17. Several biomanipulation approaches are used in Europe:

(a) The traditional approach to biomanipulation by enhancement of predators and reduction of planktivorous and benthivorous fishes without participation of local stakeholders, and

(b) Advanced approaches:

(i) Biomanipulation considering water quality and the socio-economic demand of anglers and commercial fishermen;

(ii) Biomanipulation conducted mainly by means of the fishery.

18. The German Saidenbach water supply reservoir is an example of the classic approach. Lake trout (Salmo trutta f. lacustris) of less than 1 kg (15 - 20 ind./ha) was chosen as top predator in this reservoir as summer temperature rarely exceeds 20°C. However, because the proportion of fish in the diet during one summer was only 11 percent, the trout only consumed 2-3 percent of the roach and perch biomass.

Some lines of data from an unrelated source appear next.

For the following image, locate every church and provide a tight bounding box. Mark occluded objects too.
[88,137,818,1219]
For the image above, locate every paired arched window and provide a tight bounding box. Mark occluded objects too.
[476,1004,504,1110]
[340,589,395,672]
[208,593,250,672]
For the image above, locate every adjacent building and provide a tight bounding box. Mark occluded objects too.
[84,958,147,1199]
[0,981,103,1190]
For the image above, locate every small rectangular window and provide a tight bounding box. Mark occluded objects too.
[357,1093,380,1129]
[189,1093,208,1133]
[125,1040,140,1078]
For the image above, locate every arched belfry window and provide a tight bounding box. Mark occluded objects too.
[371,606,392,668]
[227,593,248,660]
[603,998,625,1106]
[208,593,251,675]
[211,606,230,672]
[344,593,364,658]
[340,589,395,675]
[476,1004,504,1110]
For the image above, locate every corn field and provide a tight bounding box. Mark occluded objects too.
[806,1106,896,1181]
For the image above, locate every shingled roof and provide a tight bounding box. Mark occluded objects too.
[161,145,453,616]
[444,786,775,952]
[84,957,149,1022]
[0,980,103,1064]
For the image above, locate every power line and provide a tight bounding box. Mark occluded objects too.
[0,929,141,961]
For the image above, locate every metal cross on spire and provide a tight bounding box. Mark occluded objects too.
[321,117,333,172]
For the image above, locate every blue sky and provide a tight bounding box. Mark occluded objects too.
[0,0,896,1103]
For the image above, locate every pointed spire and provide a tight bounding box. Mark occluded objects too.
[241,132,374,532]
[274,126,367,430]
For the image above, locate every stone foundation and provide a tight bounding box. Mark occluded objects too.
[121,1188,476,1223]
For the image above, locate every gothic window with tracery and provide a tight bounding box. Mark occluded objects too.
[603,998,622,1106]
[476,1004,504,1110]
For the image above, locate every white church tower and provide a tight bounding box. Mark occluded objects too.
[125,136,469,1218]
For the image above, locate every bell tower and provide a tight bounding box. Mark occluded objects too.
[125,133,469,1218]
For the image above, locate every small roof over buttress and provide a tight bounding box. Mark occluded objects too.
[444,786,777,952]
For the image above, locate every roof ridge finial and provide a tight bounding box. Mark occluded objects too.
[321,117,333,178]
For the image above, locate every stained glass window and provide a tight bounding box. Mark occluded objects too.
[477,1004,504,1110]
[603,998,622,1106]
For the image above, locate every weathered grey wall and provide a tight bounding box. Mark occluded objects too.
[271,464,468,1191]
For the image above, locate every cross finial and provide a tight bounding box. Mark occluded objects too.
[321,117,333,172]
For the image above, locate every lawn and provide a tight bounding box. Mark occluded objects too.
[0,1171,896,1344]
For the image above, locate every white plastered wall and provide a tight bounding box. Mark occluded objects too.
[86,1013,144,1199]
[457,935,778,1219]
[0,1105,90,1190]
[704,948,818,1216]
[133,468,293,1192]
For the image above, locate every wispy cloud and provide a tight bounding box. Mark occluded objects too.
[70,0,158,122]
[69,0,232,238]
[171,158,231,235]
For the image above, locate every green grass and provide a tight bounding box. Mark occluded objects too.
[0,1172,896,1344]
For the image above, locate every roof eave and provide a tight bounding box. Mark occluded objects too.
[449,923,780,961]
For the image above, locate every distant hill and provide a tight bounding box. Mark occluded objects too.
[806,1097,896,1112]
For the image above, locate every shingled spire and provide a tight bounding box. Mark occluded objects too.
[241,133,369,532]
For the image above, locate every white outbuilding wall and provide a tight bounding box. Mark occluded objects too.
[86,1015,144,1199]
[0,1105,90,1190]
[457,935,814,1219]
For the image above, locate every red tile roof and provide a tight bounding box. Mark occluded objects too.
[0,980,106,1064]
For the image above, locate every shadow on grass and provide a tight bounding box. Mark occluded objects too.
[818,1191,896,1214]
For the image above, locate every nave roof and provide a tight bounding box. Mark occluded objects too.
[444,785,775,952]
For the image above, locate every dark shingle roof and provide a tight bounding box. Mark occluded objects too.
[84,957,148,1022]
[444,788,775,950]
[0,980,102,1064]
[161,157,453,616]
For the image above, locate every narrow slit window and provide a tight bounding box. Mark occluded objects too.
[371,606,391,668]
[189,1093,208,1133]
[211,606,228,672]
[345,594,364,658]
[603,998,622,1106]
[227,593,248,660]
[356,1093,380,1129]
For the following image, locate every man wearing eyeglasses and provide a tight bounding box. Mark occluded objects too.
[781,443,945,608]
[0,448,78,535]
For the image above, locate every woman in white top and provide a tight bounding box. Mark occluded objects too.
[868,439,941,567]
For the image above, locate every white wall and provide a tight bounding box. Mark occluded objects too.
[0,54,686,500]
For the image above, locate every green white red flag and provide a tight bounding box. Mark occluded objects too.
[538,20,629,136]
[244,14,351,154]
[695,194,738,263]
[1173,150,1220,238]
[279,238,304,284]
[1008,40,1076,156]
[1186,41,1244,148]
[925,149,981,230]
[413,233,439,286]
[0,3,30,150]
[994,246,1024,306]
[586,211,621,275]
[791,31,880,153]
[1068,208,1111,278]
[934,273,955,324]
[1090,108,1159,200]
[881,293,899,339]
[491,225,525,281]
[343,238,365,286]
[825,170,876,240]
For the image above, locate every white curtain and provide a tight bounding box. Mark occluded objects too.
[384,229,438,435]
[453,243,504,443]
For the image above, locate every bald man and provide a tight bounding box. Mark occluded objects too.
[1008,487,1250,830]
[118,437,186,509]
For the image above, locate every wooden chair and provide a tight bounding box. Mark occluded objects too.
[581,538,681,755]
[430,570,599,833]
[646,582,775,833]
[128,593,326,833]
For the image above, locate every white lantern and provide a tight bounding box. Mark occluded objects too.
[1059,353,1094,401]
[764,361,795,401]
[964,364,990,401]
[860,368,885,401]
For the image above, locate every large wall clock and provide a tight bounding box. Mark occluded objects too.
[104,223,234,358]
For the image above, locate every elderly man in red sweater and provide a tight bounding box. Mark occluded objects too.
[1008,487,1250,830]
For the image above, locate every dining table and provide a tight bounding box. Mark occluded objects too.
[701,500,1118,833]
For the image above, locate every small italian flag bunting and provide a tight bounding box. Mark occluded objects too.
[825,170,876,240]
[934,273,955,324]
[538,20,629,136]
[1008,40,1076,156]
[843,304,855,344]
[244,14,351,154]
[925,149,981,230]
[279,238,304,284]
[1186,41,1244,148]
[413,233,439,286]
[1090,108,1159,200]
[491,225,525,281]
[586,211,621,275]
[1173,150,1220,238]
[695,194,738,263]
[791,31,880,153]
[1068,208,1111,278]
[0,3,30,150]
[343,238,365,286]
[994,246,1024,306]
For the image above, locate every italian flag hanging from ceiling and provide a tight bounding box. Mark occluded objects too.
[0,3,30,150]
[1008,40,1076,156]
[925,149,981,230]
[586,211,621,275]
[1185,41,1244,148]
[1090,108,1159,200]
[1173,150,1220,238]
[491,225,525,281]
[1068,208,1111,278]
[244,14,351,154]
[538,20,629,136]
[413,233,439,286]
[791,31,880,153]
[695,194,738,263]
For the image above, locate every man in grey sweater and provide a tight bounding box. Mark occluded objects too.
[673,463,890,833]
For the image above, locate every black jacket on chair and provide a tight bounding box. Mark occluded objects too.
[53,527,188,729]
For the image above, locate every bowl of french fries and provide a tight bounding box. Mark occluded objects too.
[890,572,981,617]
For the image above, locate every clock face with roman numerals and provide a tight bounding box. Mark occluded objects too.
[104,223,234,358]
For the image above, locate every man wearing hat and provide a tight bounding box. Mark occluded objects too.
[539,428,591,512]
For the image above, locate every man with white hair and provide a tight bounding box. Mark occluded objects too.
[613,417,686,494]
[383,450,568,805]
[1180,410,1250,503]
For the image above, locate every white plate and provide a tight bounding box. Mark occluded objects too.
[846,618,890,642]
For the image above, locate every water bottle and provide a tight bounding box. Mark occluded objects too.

19. Fish stocks are not always the cause of algal blooms. For example, during summer, the hyper-eutrophicated Salford Quays, a freshwater system in the north of England, used to be anoxic with frequent mass fish kills. The Quays were de-stratified using a mixing system and stocked with a variety of fish species. In this case, de-stratification was an effective tool against algal blooms. The introduction of fish has not been detrimental to water quality here.

20. A newer approach to biomanipulation includes the socio-economic interests of recreational and commercial fisheries. This involves stakeholder analysis. Based on a literature review of the key parameters, a step-by-step guideline for lake restoration by biomanipulation described, inter alia, as maximum thresholds for external P-load and internal P-concentrations, and the critical maximum fish biomass necessary for a significant reduction of phytoplankton. Successful biomanipulation can be better achieved by using the experience and the motivation of the recreational and commercial fishermen.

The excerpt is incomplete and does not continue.